German
A small story:
Kid is multilingual, with the capacity to pick up the basics of a language in a weekend. I spoke primarily Spanish until I was three, took three years of French in high school, spent a month with Kid in Rome while she took immersive Italian classes.
The combination of these three languages in my head means I speak none of them but have an equally baffling accent in all three, sort of "Eurotrash-meets-closed-head trauma". Apparently, the only non-English language where I have no accent is German, a language I do not speak.
I know only two phrases in German:
1. "I'm sorry, I do not speak German" which, frustratingly for the German person to whom I am saying this, I say without any accent. I appear to be modest. They start chatting. I look panicked and feign death until they leave.
The second faultlessly-pronounced phrase I know in German, as I'm sure you have guessed, is:
2. "The light beer with the full-bodied taste."
I loved being an assistant casting director in my late teens. It wasn't a highly intellectual job, probably could have been done by a reasonably-trained corgi, but every day was new and my boss, Beverly Long, was really smart and really sane. It was always a pleasure to watch her work.
Because of her kindness, her work ethic and her sanity, production companies would hire her again and again for commercial casting sessions. One of the companies which adored her was a German ad agency. From Germany. She adored them as well, not the least because their casting sessions lasted weeks.
"The Germans are coming!" she would trill into the phone to me and I would, always, restrain myself from making a joke about hiding Poland. I'd show up for work the next day, knowing I was now employed for the rest of the month and my job was about to be weird.
If you have ever thought, "Germans have absolutely no sense of humor," let me assure you, some of them do. They have a German sense of humor. If you meet one of those, you will come to appreciate the ones without that genetic flaw.
Twice a year, we'd cast a cigarette campaign. The campaign was always the same; a Very Attractive Person would be offering a cigarette to an Unfortunate Soul. In the mornings, we'd see the Unfortunate Souls; someone with one leg, or a man with abundant back hair willing to wear a Speedo on a German billboard, or an ancient person, ideally with a hunchback.
Every morning, the front office looked like Lourdes.
Every afternoon, we would be swarmed by gorgeous models over the age of 25, because here in the United States you can't appear in a cigarette ad under the age of twenty-five. If you have ever tried to remove a Kong from a terrier's mouth, you’ll understand what it's like to get someone paid for their looks to confirm their real age.
Attractive Person interacts with Not-So-Attractive person we can mock was that cigarette brand’s entire campaign for over a decade. The German ad guys were never not-delighted by this, frequently breaking into peals of laughter at the headshot of someone who, say, lacked part of their head.
One day, when they were shooting the ads here, we got a panicked call from an agent. Her client, a stunning multiracial man, had arrived on set to discover he was supposed to be offering a cigarette to a guy in a white pointed hood.
German humor.
As the Chicago ad guys (and they were nearly always men) would find reasons to shoot commercials in Los Angeles when the snow in their city was drifting to the second floor, the Germans would find runic reasons to shoot commercials in Los Angeles which any rational person would have shot in Germany.
Once, we cast a beer commercial. It was to be shot in a studio, with a German version of the beer which would have to be shipped over and the actor would have to speak fluent German. I can only assume the ad guys wanted to wear jeans in public. German ad guys were uniformly excited by wearing jeans and also freakishly unable to understand how to wear them.
"My new pair are dark, stiff, strangely tight through the ankles and billowy in the thighs!"
"MY pair consist of nothing but patches!"
The lead actor had to be attractive, dark blonde and shirtless.
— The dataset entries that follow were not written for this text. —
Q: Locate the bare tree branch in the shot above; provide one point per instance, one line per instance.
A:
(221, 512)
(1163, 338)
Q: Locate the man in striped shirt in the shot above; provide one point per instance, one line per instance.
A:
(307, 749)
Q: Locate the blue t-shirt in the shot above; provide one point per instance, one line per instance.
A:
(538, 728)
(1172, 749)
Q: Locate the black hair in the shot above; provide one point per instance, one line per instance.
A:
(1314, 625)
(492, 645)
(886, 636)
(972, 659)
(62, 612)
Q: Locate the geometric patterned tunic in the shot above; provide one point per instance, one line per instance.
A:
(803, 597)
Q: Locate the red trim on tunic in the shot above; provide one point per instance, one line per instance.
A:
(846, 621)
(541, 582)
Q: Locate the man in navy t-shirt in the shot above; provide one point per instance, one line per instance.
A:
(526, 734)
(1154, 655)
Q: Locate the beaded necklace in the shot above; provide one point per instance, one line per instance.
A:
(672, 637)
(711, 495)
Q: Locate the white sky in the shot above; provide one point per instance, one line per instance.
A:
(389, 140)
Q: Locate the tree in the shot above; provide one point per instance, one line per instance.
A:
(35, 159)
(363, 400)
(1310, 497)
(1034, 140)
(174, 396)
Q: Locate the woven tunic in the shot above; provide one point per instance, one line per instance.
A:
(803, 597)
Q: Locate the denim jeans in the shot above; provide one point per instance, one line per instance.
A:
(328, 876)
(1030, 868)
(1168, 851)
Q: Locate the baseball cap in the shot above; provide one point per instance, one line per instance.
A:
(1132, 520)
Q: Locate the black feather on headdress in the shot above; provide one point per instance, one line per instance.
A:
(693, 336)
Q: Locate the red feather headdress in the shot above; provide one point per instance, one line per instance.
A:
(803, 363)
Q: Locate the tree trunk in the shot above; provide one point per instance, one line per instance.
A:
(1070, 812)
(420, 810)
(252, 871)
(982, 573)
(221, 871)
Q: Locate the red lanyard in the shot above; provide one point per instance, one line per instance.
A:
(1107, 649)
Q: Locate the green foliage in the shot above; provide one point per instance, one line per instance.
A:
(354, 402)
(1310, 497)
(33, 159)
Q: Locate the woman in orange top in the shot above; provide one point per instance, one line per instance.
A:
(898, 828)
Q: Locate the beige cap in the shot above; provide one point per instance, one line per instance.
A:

My job in the waiting room was to tell a bunch of twenty-five year old men I had to see their ID, then make them take their shirts off in order to not waste time inside. Also, to teach them German.
I'm not saying I would have made an excellent dominatrix, but I am saying I can make men do random things and get paid for it.
On the wall of the waiting room, the phrase, written out phonetically. On a tape, the phrase, being recited again and again. Finally, they would have to say it to me, the new arbiter of all things German.
Casting ran three days. Even as I type this, I hear the tape. I may never stop hearing the tape. If Germany does, in fact, invade Poland once more, I imagine myself as a small, unremarkable spy, wandering into a local pub in Dusseldorf. Locals eye me. Who is this stranger? Perhaps we should kill her. Mutely, I point to the drink I want, which is placed in front of me.
Loudly, I announce, "The light beer with the full-bodied taste," and live to spy another day.